Fiano became chief of domestic operations in April 1998 and worldwide
operations in July 1999. He has charge of all 4,500 DEA special agents and
about 4,500 confidential informers, including Chambers.

In August, Fiano said, Terry Parham, the DEA's chief spokesman, alerted him
of allegations of Chambers' lying. Fiano said he immediately "put a hold on
using him."

Actually, DEA records show, the order allowed agents to continue using
Chambers with approval from the special agent in charge at one of the 21
domestic offices.

Fiano said he didn't know if the allegations were true. He said Chambers
may have been involved in ongoing investigations "that we couldn't stop
unless we had firm concrete evidence that he did, in fact, perjure himself
- - which we hadn't at that time."

Not until February, six months later, did the DEA "deactivate" Chambers,
pending the results of its still unfinished internal investigation.

Chambers' suspension came two weeks after the Post-Dispatch published on
Jan. 16 the results of a four-month investigation. U.S. Attorney General
Janet Reno read it, and a few days later Chambers was out.

But not all the way out; a DEA spokesman said Chambers could continue to
work on existing cases.

The scandal has grown since then, as prosecutors in Florida and other
states dropped charges against 14 defendants rather than call Chambers to
testify.

Early in April, Fiano said, the DEA began an investigation to determine
whether Chambers should remain on the payroll and to find out what the
agents knew. The scope includes interviews with prosecutors, he added.

The inquiry began two years after Steward, the public defender from
California, first warned the DEA about Chambers.

"This will never happen again"

The DEA now is distancing itself from its former star, and Fiano says it is
unlikely Chambers will return to work.

The agency says it is adopting new regulations requiring field offices to
keep records of any allegations that an informer lied. Similar regulations
already were on the books but, for a variety of reasons, fell through the
cracks, the DEA says.

Because many informers are criminals, Fiano said his agency has the
toughest restrictions on them of any federal police agency. "You can't live
with them; you can't live without them," he suggested.

Chambers may be unique, Fiano says, providing reliable information about
drug dealers in exchange for money. His ability to make quick deals helps
agents look good, and some reciprocate by treating him as an equal.

Fiano says it has never been proved that Chambers lied about any material
facts - other than about himself. He says he doubts whether agents
intentionally violated any laws to protect him.

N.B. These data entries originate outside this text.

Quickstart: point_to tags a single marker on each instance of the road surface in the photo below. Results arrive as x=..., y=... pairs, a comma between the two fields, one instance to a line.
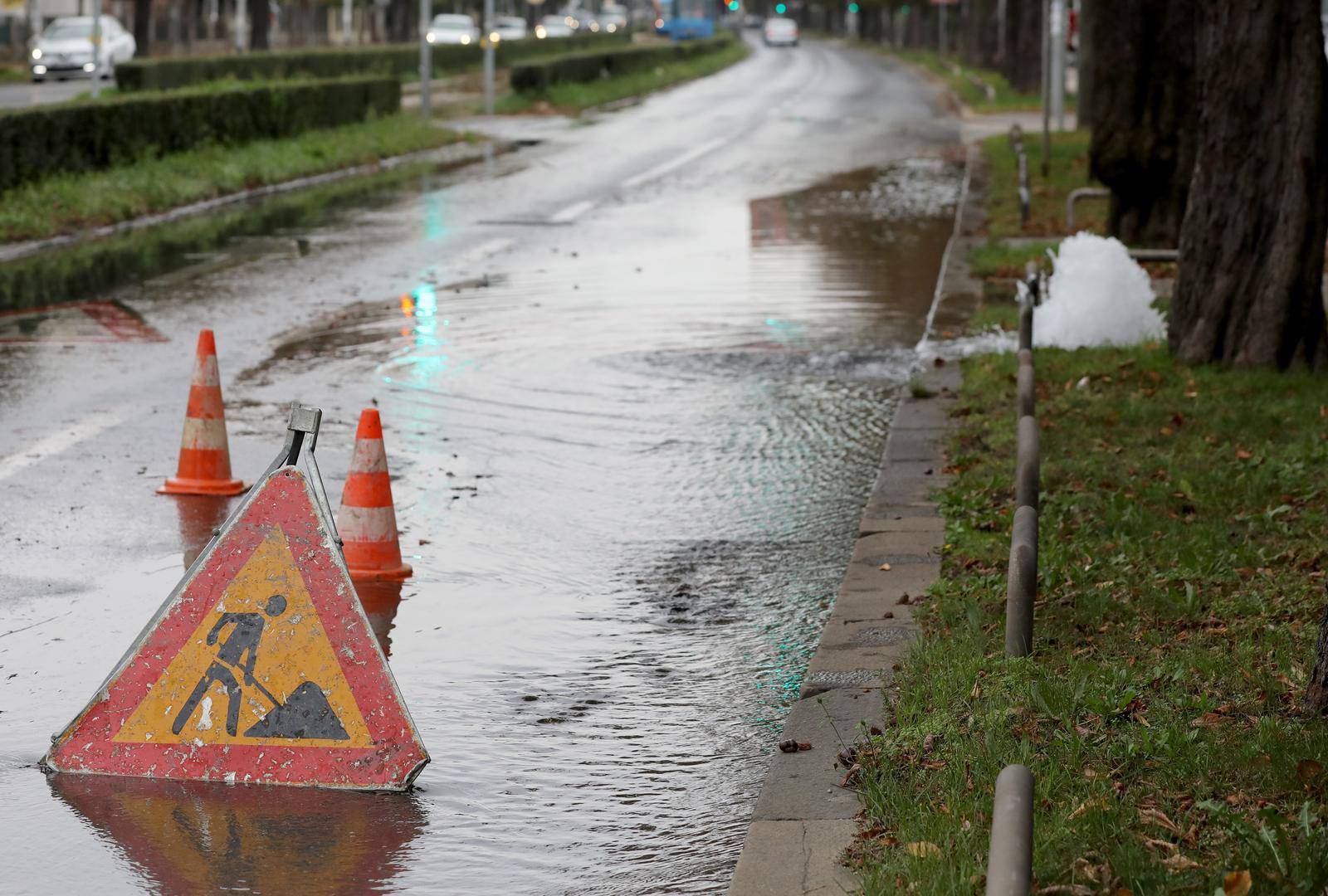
x=17, y=96
x=637, y=380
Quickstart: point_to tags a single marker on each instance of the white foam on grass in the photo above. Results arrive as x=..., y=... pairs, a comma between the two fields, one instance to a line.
x=1097, y=296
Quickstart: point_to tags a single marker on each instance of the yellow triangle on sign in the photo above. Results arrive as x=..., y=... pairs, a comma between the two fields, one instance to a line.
x=259, y=670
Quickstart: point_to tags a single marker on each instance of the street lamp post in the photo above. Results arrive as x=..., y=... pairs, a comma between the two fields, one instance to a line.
x=425, y=59
x=489, y=57
x=96, y=50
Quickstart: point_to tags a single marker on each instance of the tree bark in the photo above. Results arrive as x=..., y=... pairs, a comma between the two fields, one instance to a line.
x=144, y=27
x=1250, y=290
x=1316, y=696
x=1023, y=64
x=1144, y=113
x=258, y=13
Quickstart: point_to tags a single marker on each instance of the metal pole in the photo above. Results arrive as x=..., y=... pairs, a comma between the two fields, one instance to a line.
x=1057, y=73
x=1047, y=110
x=425, y=59
x=1009, y=860
x=489, y=57
x=96, y=50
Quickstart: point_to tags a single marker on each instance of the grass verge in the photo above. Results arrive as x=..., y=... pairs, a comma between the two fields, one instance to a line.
x=577, y=97
x=73, y=202
x=1181, y=581
x=1047, y=194
x=980, y=90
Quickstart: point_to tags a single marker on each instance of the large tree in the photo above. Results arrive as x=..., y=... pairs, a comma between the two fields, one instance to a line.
x=1250, y=289
x=1023, y=63
x=1144, y=113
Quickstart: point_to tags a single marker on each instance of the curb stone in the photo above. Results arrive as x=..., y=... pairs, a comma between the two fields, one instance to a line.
x=803, y=820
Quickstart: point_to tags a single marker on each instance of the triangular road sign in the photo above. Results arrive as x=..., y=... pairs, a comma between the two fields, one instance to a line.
x=261, y=668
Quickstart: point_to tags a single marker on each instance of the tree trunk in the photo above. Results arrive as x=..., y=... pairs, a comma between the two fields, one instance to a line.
x=1316, y=696
x=1250, y=290
x=1145, y=113
x=144, y=27
x=258, y=13
x=1023, y=66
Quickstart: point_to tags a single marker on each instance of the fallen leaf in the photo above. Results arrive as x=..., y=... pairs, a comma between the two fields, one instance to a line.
x=925, y=850
x=1179, y=863
x=1237, y=883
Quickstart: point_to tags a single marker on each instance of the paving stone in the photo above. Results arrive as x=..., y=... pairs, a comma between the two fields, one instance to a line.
x=805, y=785
x=796, y=859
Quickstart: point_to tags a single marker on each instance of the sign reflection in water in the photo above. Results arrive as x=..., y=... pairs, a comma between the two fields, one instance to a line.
x=205, y=838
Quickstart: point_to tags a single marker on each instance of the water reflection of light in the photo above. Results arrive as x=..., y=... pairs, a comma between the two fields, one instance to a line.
x=424, y=360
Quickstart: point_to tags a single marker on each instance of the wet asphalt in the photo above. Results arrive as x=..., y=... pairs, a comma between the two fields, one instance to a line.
x=635, y=378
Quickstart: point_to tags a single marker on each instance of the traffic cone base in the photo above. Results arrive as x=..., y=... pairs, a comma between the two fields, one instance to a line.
x=205, y=455
x=367, y=519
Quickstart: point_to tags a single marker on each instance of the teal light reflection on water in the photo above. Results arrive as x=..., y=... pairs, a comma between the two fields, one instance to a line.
x=425, y=360
x=784, y=331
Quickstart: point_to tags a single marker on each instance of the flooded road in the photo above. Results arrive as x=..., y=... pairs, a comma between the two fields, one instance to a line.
x=637, y=382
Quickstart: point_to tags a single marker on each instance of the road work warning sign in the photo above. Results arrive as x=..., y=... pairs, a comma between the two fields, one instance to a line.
x=261, y=668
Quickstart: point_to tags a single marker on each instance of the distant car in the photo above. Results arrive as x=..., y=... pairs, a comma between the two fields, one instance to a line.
x=553, y=27
x=613, y=17
x=510, y=27
x=453, y=30
x=781, y=32
x=64, y=48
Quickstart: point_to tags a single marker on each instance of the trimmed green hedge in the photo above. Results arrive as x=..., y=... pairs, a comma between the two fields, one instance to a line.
x=391, y=59
x=83, y=136
x=538, y=76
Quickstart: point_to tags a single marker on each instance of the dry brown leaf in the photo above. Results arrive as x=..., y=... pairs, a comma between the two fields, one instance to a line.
x=925, y=850
x=1179, y=863
x=1237, y=883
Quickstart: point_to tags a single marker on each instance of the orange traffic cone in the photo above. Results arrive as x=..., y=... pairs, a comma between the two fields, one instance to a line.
x=367, y=521
x=205, y=455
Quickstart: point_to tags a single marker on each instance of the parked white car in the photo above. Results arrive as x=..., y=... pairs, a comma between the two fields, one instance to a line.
x=510, y=27
x=781, y=32
x=64, y=48
x=553, y=27
x=453, y=30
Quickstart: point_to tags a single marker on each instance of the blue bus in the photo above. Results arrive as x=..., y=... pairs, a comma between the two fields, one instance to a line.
x=686, y=19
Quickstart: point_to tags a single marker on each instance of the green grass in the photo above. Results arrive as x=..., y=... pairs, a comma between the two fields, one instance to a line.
x=995, y=259
x=575, y=97
x=73, y=202
x=971, y=84
x=1047, y=194
x=1181, y=582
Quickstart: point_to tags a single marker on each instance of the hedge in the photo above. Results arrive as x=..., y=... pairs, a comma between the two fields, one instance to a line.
x=538, y=76
x=83, y=136
x=391, y=59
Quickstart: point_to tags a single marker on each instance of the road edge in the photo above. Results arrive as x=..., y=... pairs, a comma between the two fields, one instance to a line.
x=456, y=153
x=803, y=820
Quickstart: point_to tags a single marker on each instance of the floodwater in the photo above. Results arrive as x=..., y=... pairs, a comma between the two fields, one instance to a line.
x=628, y=458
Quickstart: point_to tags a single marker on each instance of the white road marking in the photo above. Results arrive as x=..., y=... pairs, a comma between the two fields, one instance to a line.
x=95, y=424
x=674, y=163
x=571, y=212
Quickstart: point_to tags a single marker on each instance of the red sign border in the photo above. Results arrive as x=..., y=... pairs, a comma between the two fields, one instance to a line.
x=286, y=498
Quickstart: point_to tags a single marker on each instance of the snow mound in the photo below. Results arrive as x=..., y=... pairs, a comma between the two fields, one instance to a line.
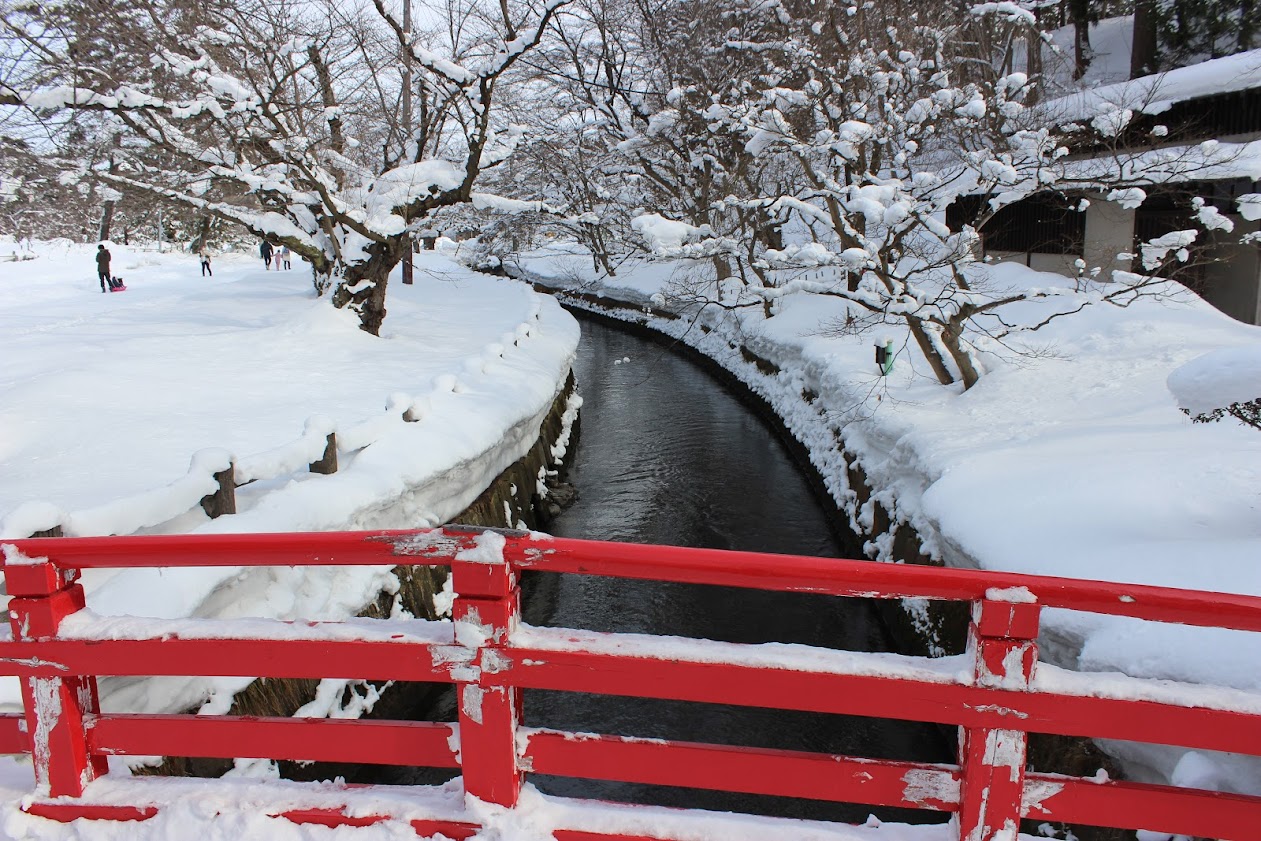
x=1217, y=378
x=662, y=235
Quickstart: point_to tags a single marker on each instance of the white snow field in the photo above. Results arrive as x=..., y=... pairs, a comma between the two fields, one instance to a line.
x=109, y=399
x=1071, y=457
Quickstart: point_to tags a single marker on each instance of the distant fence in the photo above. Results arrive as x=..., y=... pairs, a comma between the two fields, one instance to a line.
x=996, y=695
x=213, y=477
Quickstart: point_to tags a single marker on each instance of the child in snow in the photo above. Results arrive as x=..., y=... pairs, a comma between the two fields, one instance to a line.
x=102, y=266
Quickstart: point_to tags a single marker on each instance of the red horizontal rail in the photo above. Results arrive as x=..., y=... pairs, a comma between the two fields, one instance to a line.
x=285, y=549
x=750, y=771
x=870, y=580
x=371, y=743
x=13, y=734
x=779, y=573
x=1156, y=808
x=349, y=658
x=883, y=697
x=990, y=784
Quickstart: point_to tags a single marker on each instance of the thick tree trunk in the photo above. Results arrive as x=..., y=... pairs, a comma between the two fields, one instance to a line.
x=1081, y=11
x=106, y=221
x=952, y=338
x=362, y=286
x=721, y=267
x=929, y=349
x=1144, y=49
x=203, y=233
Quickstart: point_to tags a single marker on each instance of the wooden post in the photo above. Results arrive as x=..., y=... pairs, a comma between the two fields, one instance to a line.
x=486, y=610
x=1003, y=639
x=56, y=707
x=327, y=463
x=222, y=501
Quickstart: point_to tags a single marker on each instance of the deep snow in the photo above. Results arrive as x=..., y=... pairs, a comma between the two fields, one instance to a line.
x=1069, y=458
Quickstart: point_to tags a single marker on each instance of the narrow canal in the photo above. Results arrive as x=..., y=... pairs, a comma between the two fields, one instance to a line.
x=667, y=455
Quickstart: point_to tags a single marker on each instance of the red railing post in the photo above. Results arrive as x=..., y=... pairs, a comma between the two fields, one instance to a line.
x=486, y=610
x=56, y=707
x=1003, y=641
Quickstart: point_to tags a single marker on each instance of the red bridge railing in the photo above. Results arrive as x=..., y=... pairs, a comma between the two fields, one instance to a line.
x=491, y=658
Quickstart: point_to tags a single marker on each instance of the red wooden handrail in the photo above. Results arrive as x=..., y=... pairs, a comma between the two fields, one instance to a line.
x=686, y=565
x=995, y=705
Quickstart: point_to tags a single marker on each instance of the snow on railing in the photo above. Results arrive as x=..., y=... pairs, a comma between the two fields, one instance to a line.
x=996, y=694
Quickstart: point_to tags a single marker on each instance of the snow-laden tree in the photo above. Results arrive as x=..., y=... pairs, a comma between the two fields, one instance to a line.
x=887, y=114
x=283, y=116
x=637, y=87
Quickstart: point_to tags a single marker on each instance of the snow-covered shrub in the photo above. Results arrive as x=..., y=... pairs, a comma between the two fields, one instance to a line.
x=1225, y=382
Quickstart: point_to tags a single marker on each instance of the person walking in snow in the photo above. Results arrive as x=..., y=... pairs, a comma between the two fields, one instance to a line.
x=102, y=266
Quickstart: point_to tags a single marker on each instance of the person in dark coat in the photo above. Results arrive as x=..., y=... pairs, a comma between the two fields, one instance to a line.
x=102, y=266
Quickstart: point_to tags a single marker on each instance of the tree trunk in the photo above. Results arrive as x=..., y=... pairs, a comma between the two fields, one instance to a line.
x=1247, y=24
x=952, y=338
x=929, y=349
x=106, y=221
x=1033, y=59
x=1144, y=49
x=721, y=267
x=362, y=288
x=203, y=233
x=1081, y=11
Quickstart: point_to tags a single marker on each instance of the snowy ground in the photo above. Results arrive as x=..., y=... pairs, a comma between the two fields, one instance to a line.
x=1069, y=458
x=109, y=397
x=1072, y=460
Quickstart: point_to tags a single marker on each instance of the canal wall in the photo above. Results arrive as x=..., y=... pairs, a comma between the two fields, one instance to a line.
x=868, y=520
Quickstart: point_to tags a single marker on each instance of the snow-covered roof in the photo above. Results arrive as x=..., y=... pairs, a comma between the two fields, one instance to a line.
x=1159, y=92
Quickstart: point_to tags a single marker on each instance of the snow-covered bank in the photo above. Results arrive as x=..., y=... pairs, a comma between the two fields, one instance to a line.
x=107, y=396
x=1069, y=458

"This will never happen again," Fiano said. "If somebody needs their head
slapped or their hand slapped, we will do that. We'll fix it and go on with
business - under the new guidelines."

Case of the disappearing files

Critics, pointing to Chambers' many in-house defenders, are dubious. They
point to the case of the disappearing DEA files on Chambers in California.

In 1988, Ellyn Marcus Lindsay, an assistant U.S. attorney in Los Angeles,
told a judge that she had the DEA's file on Chambers and that it included
his arrest records.

But by December 1999, another assistant U.S. attorney, Stephen Wolfe, was
in front of the 9th U.S. Circuit Court of Appeals in California explaining
why he had not disclosed the evidence that Chambers had lied.

By law, prosecutors are required to provide full information about their
witnesses, so defense lawyers can use anything negative to raise questions
with jurors about the credibility of the testimony.

Wolfe told the court that he personally had inspected the file and that
there was nothing there. "It's clear they never put anything bad about an
informant into these type of files . . . never," the prosecutor told the
judges.

Other prosecutors across the country may have some explaining to do if it
turns out that agents withheld information from them.

In Tampa, the U.S. attorney's office is being accused of prosecutorial
misconduct by a defense lawyer for failing to disclose evidence of
Chambers' past lies. It's one of a growing number of appeals of Chambers'
cases.

"For somebody to testify falsely, then admit that under oath and be paid
for it - that's wrong," says the defense attorney, Marcia Shein of Atlanta.
"How much are we willing to be in bed with these people?"